Design and construction
- Architect: Perkins&Will
- Developer: CMK

= 235 Van Buren =

Condominium building in Chicago, Illinois

235 Van Buren is a high-rise condominium building located in Chicago's Loop neighborhood near the Willis Tower and the 311 South Wacker Drive Building. The 46 story skyscraper was designed by Perkins&Will and built by CMK Companies, a Chicago-based real estate development company.
As the building's name suggests, it is located at 235 West Van Buren Street adjacent to the Chicago River at the eastern terminus of Eisenhower Expressway.

Completed in January 2010, it is a residential building with 714 condominium units, an 11-story, 570-spot parking garage, as well as approximately 10,000 sq. ft. of retail space located on the building's first two floors. The building is currently home to the South Loop Market, Van Buren Gentlemen's Salon, and the 235 Van Buren On-Site Sales Center.

Each residence has modern interiors with floor-to-ceiling windows, 10 foot ceilings, and exposed concrete accents.
The building has 1 to 3 bedroom condos.

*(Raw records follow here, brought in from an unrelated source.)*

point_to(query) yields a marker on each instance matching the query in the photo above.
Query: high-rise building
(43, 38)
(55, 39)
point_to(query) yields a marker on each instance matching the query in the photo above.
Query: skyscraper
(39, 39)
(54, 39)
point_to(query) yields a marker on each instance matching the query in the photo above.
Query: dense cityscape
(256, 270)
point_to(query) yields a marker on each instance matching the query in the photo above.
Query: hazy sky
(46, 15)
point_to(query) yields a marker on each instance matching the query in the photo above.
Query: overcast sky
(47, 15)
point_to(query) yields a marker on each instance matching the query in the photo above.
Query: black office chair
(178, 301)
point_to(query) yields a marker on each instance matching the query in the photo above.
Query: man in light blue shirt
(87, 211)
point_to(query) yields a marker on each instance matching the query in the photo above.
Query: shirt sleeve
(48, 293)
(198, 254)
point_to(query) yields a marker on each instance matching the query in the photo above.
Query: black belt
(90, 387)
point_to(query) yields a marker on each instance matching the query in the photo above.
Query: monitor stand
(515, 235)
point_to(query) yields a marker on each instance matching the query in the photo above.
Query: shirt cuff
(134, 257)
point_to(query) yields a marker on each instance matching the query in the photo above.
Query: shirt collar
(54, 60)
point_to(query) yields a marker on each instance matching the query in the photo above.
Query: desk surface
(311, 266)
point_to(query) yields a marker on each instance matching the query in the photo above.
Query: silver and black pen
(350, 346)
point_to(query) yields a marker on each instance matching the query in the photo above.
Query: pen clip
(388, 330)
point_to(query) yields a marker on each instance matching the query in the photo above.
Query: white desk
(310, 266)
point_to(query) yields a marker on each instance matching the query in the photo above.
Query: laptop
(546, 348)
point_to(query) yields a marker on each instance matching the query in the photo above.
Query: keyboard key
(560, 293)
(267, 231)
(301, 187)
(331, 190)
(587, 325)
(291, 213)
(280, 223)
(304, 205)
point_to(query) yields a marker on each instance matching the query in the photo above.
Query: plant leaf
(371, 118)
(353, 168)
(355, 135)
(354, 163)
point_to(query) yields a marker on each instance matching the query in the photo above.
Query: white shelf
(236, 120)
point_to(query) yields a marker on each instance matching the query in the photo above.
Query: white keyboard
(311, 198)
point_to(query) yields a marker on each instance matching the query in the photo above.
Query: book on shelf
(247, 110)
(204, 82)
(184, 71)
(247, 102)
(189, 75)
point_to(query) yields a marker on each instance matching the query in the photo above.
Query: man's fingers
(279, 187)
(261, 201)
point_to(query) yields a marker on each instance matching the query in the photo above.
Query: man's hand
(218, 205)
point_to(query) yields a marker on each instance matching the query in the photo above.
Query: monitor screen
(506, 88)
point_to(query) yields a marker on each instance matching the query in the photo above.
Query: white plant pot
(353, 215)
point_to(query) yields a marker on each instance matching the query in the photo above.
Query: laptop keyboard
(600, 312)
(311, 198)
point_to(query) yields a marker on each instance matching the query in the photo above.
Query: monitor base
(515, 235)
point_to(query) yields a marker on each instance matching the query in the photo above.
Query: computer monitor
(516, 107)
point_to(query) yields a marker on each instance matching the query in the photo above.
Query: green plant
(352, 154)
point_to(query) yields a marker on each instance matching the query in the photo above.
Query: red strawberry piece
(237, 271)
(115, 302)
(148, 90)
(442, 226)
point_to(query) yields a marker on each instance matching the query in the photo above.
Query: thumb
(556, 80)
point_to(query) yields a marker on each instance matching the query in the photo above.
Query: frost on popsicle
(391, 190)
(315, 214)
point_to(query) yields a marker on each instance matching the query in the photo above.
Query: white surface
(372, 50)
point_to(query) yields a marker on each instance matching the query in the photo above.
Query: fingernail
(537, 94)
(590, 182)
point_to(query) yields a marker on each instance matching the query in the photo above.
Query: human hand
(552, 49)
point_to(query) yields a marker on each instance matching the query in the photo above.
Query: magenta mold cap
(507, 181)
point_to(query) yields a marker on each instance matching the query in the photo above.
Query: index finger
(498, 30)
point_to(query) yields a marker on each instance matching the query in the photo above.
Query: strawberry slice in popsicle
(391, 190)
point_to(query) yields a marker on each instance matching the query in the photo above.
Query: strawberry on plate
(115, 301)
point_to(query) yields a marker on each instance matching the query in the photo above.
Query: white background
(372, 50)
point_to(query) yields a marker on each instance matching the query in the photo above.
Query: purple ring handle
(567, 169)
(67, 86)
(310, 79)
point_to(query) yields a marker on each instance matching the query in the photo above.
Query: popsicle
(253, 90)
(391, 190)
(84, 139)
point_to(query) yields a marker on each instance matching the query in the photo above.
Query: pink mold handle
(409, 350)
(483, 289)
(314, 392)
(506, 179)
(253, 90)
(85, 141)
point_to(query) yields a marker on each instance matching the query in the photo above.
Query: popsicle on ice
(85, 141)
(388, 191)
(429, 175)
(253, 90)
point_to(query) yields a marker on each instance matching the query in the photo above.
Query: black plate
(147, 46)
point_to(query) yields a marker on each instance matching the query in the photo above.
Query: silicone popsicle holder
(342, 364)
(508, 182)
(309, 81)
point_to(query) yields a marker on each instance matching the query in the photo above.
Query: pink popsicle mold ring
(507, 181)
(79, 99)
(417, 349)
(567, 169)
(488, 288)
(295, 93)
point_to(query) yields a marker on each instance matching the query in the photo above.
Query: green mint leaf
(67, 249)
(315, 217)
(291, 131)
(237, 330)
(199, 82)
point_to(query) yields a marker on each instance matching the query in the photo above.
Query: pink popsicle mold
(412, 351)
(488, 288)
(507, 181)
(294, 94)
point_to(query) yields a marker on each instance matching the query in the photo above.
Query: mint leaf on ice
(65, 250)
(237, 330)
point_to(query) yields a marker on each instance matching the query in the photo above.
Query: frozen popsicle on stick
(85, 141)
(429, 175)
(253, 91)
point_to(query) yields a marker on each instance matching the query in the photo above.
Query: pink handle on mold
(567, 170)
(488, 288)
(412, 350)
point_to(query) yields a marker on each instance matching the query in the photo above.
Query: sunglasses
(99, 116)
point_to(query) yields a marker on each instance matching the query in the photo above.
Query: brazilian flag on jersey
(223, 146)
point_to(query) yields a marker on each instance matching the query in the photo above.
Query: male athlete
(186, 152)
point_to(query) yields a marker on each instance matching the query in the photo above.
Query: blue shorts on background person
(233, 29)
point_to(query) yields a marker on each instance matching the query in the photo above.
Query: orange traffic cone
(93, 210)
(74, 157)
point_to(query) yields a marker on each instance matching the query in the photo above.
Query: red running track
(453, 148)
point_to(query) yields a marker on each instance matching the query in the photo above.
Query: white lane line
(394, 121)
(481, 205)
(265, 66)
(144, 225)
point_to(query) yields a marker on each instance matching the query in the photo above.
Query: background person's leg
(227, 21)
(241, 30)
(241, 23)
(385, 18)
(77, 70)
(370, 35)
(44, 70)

It also has a penthouse on the top floor which was featured on an episode of HGTV's House Hunters TV show.

==Awards==

The building has earned honors for the unusual modern design, including:

- Distinguished Building Award, Citation of Merit – American Institute of Architects, Chicago Chapter
- Mies van der Rohe Award, Special Recognition – American Institute of Architects Illinois
- Louis Sullivan Award, Top Honor – American Institute of Architects Illinois.